Courtney Priday discusses The Future Library and what it means for the present literary world and in the future.

The Future Library is a piece of artwork started in 2014 by Scottish artist Katie Paterson designed to continue growing over the course of a century. The work currently consists of 1000 trees planted in Nordmaka forest and five manuscripts soon to be joined by Karl Ove Knausgaard’s latest work on 23rd May 2020. Knausgaard’s manuscript will be initiated into the collection through the Handover ceremony in which he will walk the same path into the forest as those before him and those who will come after. He will present his manuscript on archival paper and do a short speech, after which the manuscript will be kept alongside the works of the previous contributing authors Margaret Atwood, David Mitchell, Sjόn, Elif Shafak and Han Kang in what will then be the newly constructed Silent Room in the New Deichmanske Library, Oslo. This room will display the boxed manuscripts in glass cases engraved with each author’s name and the title of their work where they will remain unread until 2114. The trees planted in Nordmaka will be cut down and become the pages of what is estimated to be 3000 anthologies housing the works of an author from each year since the project’s conception. This organic piece of artwork is designed to be an evolving literary time capsule with each author asked to write “in the hopes of finding a receptive reader in an unknown future”.

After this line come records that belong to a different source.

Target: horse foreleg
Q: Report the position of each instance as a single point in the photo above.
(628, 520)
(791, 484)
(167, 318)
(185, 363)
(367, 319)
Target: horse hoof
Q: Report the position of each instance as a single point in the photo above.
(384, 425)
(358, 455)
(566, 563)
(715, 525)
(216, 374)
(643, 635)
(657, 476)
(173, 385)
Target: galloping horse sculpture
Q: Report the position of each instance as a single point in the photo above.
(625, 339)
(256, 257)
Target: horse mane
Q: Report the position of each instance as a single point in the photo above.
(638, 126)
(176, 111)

“This organic piece of artwork is designed to be an evolving literary time capsule with each author asked to write “in the hopes of finding a receptive reader in an unknown future”.”

Preserving literature in this way whilst on the surface would seem like the development of a new canon seems more like an ecosystem.

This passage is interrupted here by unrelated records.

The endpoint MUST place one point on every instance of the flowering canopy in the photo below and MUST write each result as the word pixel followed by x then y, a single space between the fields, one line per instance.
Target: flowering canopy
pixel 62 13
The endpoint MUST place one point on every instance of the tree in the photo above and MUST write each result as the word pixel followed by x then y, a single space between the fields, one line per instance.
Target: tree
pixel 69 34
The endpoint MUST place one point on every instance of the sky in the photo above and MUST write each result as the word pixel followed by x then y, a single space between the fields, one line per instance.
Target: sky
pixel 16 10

The launch of The Future Library at a time where we have seen rapid technological advancement and shifts in publication practices demonstrates the resolute appeal of reading in print. The tactile experience of reading a book connects us with the physical world as we become increasingly lost in a digital one. The Future Library captures this, beautifully designing every stage of production from the materials used to print the books to the room they are stored in, leaving only the author’s imaginations to run and wild. Yet in such an unpredictable world, its orchestrators can never be sure if their vision will come to fruition.

“The Future Library captures our timeless pull towards the physical to feel a connection to history”

I have seen many articles questioning the desire for The Future Library in 2114, if climate change hasn’t got to us first, will there even be any desire for such a thing? Or will the world have moved on from literature as we know it? We are only at the beginning stages of this digital revolution in literature and no one can predict how this will continue to evolve or how humanity will change. However, now, more than ever artwork like The Future Library captures our timeless pull towards the physical to feel a connection to history. Whether printed books are a thing of the past in 2114 or not it can be said that there is value in the active preservation of our own time and as our avid interest in history and literature across the ages suggests this is unlikely to wane over the next century but… only time will tell.